Aaron Eckhart, as always, is a charming lead. However, I feel like he was a bit miscast: the character was clearly written to be a bit of a helpless nerd who lacks assertiveness and confidence, and who grows from the experiences of the story. Eckhart, however, just looks too much like a movie star. Outside of his pretty awful hair cut, I didn’t find him a good fit for his character’s needs. Stanley Tucci, on the other hand, is fantastically hammy in his semi-villainous role, and was perfectly cast. Outside of those two, there are so many character actors in this movie that I couldn’t possibly list them all. What is important, however, is that they all put in decent performances, from the top to the bottom of the cast.
Rewatching it now, one of the biggest issues I have with The Core are the excessively agonizing character deaths for generally likable characters. Typically, the more painful deaths are saved for characters with vices, or ones who have in some way earned their demise, based on their decisions or behavior. Think about how often the unlikable jocks are killed off in horror movies, for instance. In The Core, however, the two most brutal deaths are experienced by supporting characters who are, more or less, flawless. Why do these characters suffer such terrible deaths, like being slowly crushed or boiled alive? My best guess is that this was a simple way to raise the stakes of the plot, and reinforce the inherent danger of their mission. However, it definitely left me with a weird taste in my mouth. The traditional karmic wheel that mandates character deaths just doesn’t seem to be in motion.
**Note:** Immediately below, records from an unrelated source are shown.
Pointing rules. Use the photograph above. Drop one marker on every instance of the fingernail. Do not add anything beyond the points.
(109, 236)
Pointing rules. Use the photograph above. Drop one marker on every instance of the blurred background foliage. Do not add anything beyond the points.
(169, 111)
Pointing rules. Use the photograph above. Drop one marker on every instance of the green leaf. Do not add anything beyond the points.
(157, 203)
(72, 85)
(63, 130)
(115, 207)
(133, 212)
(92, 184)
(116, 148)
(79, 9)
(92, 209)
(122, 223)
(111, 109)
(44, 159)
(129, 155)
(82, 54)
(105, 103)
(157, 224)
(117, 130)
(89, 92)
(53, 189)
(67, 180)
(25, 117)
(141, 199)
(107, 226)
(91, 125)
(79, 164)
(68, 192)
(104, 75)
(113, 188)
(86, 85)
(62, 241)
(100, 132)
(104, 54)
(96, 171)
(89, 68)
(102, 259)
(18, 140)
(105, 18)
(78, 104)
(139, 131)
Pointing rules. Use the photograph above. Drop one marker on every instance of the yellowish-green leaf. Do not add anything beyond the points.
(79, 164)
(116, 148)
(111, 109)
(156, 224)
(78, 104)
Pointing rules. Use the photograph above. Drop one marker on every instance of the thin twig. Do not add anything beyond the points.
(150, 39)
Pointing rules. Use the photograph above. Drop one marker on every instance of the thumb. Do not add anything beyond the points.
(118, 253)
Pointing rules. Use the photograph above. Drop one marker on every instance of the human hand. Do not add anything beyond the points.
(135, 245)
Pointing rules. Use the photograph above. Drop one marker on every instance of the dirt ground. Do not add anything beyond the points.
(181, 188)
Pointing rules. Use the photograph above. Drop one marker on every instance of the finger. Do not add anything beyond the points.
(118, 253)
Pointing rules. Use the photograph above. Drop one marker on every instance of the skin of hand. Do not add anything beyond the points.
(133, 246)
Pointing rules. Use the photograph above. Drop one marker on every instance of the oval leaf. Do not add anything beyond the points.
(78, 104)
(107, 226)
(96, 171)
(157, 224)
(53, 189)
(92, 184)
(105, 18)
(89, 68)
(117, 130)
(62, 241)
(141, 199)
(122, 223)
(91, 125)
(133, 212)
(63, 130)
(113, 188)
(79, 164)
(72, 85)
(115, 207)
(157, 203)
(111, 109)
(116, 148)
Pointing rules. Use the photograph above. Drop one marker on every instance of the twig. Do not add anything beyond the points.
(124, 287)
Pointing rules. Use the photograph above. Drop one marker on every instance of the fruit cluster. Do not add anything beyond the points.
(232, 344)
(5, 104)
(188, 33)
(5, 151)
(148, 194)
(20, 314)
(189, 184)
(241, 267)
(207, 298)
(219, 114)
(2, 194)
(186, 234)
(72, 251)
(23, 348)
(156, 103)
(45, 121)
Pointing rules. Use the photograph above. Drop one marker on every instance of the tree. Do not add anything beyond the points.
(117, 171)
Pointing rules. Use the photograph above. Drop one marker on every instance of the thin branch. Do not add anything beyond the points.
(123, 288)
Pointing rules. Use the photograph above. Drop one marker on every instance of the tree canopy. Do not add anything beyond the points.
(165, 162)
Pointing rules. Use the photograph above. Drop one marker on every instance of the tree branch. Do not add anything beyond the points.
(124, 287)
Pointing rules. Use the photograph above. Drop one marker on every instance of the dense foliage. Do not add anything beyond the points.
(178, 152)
Overall, The Core is a very shallow movie when it comes to plot and character. However, it almost makes up for it with the performances from the cast, and the sheer silliness and popcorn-friendliness of the flick. The biggest issue with the movie in retrospect are the overabundance of CGI effects, which certainly haven’t aged well. That said, I think this is a b-level blockbuster worth digging back up for a fun watch: just don’t expect much substance underneath the surface.